Numerical modeling of reacting systems with detailed kinetic mechanisms

Realistic numerical simulations of pyrolysis and combustion require not only accurate modeling of fluid dynamics, but also a detailed characterization of chemical reactions. In recent years, increasing efforts have been devoted to the development of more complex reaction mechanisms, with high levels of detail and comprehensiveness. Clearly, thanks to new advancements in chemical kinetics, the size of mechanisms tends to grow with time. Recent trends suggest that in the near future mechanisms with more than ~ 20,000 species will be available. While such large mechanisms may provide very detailed information about the chemistry of combustion and pyrolysis, it is very expensive to accommodate them in numerical simulations. The computational cost can be prohibitive even for ideal systems (i.e., reacting systems in which no transport phenomena are included) or one-dimensional laminar flames.
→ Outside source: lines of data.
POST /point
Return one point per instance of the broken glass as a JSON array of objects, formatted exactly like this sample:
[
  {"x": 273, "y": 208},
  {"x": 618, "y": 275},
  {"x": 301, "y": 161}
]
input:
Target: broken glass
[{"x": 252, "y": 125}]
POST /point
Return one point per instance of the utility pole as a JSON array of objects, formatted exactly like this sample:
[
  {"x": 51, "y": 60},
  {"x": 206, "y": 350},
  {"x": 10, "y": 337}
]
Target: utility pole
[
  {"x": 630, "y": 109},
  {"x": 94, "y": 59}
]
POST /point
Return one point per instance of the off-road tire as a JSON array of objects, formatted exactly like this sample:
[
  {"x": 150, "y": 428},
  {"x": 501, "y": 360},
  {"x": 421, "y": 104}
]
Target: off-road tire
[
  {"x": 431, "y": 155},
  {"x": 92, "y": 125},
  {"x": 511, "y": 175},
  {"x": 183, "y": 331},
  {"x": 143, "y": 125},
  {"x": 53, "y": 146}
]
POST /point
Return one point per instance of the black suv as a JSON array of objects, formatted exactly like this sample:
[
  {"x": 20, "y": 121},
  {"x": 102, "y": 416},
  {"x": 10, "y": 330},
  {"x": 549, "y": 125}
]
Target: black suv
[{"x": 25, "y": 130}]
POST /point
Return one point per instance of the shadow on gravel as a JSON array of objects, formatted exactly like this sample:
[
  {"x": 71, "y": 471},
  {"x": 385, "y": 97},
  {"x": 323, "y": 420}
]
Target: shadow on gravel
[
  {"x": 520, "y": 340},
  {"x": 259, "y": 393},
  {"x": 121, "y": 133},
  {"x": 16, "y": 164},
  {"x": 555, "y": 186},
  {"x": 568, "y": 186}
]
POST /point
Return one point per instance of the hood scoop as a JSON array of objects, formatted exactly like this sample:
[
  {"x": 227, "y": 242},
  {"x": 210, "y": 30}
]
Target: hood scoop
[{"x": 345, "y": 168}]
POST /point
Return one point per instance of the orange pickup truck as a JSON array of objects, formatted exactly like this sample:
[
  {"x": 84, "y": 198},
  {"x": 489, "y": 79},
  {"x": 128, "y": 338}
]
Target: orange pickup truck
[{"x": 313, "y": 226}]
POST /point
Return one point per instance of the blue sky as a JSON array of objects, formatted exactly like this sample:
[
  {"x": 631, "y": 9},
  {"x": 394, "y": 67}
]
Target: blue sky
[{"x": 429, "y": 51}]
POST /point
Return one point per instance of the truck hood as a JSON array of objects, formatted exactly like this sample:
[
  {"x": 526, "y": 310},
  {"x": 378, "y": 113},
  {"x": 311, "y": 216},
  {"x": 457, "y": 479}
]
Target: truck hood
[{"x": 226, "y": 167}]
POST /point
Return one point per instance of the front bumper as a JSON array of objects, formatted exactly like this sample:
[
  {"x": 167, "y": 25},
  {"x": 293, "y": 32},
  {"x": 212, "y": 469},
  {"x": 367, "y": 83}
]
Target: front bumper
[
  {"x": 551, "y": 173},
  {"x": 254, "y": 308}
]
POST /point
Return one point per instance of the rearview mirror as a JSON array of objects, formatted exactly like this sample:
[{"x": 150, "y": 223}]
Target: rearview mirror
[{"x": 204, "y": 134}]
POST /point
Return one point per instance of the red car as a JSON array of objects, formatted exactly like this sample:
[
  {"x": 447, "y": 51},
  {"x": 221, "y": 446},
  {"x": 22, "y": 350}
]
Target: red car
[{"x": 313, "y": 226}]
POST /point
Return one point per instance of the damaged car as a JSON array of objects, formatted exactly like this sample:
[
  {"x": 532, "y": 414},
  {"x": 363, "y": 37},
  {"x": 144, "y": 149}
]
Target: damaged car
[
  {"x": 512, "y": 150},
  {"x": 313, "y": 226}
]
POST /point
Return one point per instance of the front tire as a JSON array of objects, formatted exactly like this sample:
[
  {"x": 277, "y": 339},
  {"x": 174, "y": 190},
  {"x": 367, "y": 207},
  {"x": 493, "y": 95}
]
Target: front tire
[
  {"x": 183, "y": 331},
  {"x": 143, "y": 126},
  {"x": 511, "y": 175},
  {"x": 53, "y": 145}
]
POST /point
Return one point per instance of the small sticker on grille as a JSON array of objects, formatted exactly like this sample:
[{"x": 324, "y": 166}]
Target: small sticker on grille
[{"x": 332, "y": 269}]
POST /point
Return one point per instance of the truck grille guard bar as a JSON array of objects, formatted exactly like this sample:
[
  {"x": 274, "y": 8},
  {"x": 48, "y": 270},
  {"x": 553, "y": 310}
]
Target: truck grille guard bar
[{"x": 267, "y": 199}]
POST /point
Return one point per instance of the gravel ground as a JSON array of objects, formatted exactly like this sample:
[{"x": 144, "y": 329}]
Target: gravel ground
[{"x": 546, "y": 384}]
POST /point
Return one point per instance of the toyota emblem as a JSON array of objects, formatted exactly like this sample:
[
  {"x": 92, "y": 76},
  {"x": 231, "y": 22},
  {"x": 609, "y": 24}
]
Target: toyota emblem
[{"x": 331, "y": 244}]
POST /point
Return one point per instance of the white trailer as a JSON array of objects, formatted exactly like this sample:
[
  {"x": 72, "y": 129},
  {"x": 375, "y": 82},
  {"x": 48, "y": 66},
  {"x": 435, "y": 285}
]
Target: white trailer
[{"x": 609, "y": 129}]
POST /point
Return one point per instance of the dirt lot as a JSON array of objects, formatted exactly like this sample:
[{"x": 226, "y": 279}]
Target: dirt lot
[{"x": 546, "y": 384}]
Even if the size (i.e., number of species and reactions) of detailed kinetic mechanisms is the most important challenge for the numerical simulations, also the stiffness (due to the wide range of chemicals times) of the nonlinear chemical equations governing the evolution of species plays a fundamental role in controlling the performance and the robustness of numerical algorithms. The points mentioned above suggest the need of using specifically conceived numerical techniques and tools for carrying out numerical simulations of reacting systems involving detailed kinetics (thousands of species and reactions). The purpose of this contribution is to present the equations of reacting systems typically adopted for developing and validating large kinetic mechanisms and discuss the basic numerical techniques to solve them efficiently. Moreover, because of their importance in the interpretation of results of simulations involving complex chemistry, numerical tools such as sensitivity analysis, rate of production, and reaction path analysis are introduced and described.